In the past year, FlexDex Surgical, the start-up company founded by Professors Awtar and Geiger, has received an SBIR Phase II grant from the National Science Foundation along with matching funds from the State of Michigan, and has closed a Series A round of funding from private investors. With this funding, the company is developing its first product – an articulating needle-driver, for launch in Q2 2016. Prof. Awtar has taken a leave of absence from the university and is serving as the Chief Technology Officer of FlexDex Surgical, where he leads the product design and development effort, along with intellectual property creation and protection.

In the long term, FlexDex Surgical seeks to create a technology platform that provides the most natural, intuitive, and harmonious interface between the surgeon and any articulating laparoscopic or endoscopic instrument, at an affordable cost. Given the versatility of this technology, it can potentially serve multiple surgical specialties including gynecology, urology, general, bariatric, cardiothoracic, colorectal, etc. and will bring the benefits of minimally invasive surgery to larger segments of the society.
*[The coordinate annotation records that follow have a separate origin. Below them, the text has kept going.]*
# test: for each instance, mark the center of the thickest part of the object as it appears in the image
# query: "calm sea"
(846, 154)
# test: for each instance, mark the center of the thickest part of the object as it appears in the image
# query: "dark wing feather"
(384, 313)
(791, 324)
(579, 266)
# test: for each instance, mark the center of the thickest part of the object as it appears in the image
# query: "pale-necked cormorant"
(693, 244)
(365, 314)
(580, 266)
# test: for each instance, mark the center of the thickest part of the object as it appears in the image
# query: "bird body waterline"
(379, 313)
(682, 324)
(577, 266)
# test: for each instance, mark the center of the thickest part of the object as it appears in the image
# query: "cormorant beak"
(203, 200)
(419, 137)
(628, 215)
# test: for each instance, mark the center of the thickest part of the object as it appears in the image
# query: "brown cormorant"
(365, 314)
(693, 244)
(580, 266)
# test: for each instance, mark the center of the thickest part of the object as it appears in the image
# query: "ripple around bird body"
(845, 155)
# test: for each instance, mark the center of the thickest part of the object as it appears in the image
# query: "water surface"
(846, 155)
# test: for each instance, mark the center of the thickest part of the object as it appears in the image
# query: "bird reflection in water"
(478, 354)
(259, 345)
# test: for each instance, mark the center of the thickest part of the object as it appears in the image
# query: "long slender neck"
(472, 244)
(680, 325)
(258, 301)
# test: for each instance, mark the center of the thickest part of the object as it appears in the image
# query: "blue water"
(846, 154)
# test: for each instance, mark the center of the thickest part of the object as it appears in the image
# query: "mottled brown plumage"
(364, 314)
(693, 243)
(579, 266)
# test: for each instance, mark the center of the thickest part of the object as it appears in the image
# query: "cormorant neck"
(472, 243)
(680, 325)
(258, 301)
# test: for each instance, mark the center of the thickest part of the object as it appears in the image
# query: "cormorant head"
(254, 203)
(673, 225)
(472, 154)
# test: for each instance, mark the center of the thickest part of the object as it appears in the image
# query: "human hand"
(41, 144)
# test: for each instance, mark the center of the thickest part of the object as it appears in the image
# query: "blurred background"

Over the years, FlexDex™ technology has been recognized by several awards and honors. In 2011, Prof. Awtar became the youngest recipient of ASME’s Leonardo da Vinci Award for the invention of FlexDex™, recognizing eminent achievement and important advances in the field of machine design. A team of graduate students from PSDL who worked on creating and developing FlexDex™ won the first place in the Student Mechanism Design Competition at the 2010 ASME International Design and Engineering Technical Conferences. In the same year, the research article on FlexDex™ that appeared in the ASME Journal of Medical Devices was in the “Top 10 Most Downloaded Articles” list of that journal for several months in a row. In 2009, the FlexDex™ invention was showcased at the annual Celebrate Invention event organized by the University of Michigan Technology Transfer Office as one out of six most promising inventions short-selected from approximately 350 filed that year.